YENİ DOĞAN BEBEKLERİN KULAĞINA FISILDANAN İSİM

Bedeninin ateşiyle sınıflı toplum uygarlığının buz tutmuş yürek ve beyinlerine bir mesaj vermek, Batı’nın İnsan Hakları Mahkemesinin yalancılığını ve sahtekârlığını ortaya çıkarmak için, tarihin adaleti önünde birçok insan gibi bir şahit olmak istediğini belirtiği eyleminden sonra birçok gerilla, kadın savaşçı ve yeni nesil Viyan ismini aldı. Yeni doğan bebeklerin kulaklarına hala Viyan ismi fısıldanır. Kürtçe bir isim olan Viyan irade anlamına gelmektedir. Bu isim sadece anlamdan kaynaklı değil bir gelenek misali direniş abidesi Viyan Soran’ın bıraktığı izler üzerine kök salıyor.

LEYLA’DAN VİYAN’A

Hem ailesinin hem de kendisinin seçtiği Leyla ile Viyan isminin döngüsü kadın mücadelesine uzanır. Leyla Qasım’dan nasıl ki koca bir mirası devraldı, mirası daha da büyüterek ardından kalanlara da Viyan ismiyle devretti. Leylalar erkek zihniyetiyle yaşatılan ve yazılan tarihi, direnişin melodisi olduğu kadın özgürleşmeden toplum özgürleşmez felsefesiyle geleceği örenlere şu cümleleri bıraktı;

Leyla Qasım, idam sehpasına yürürken “Benim ölümüm halkımın uyanışı olacak” diyerek öfkeyi; Leyla Wali Hüseyin, “Ben de birçok arkadaş gibi kendimi halka ve acı çeken kadına borçlu görüyorum” cümleleriyle özlemi; Leyla Agıri “Kirletilen değerlerin yeniden inşasını mümkün kılacağız” şiarıyla umudu;  Leyla Kaplan (Rewşen) “Eylemimle taçlandıracağım güzel yaşamı şimdiden görebiliyorum” öngörüsüyle inancı, Leyla Güven “Zalimin üstüne böyle yürümek cesaret ister” diyerek korkusuzluğu yaşadı.
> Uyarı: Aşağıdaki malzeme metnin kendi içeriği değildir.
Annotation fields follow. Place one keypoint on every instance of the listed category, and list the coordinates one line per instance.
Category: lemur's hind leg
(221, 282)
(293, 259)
Leyla Walî Hasan, diğer adıyla Viyan Soran 1981 yılında Güney Kürdistan’ın Süleymaniye kentinde dünyaya geldi. Viyan Soran, 1997 yılında özgürlük saflarına katıldı. Özgürlük mücadelesi içinde moralli ve bilinçli duruşuyla tanınan Viyan Soran 2006 yılının 1 Şubat’ı 2 Şubat’a bağlayan gecede, Kürt Halk Önderi Abdullah Öcalan’a yönelik tecridi ve uluslararası komployu protesto etmek amacıyla bedenini ateşe vererek, özgürlük kervanında ölümsüzleşir.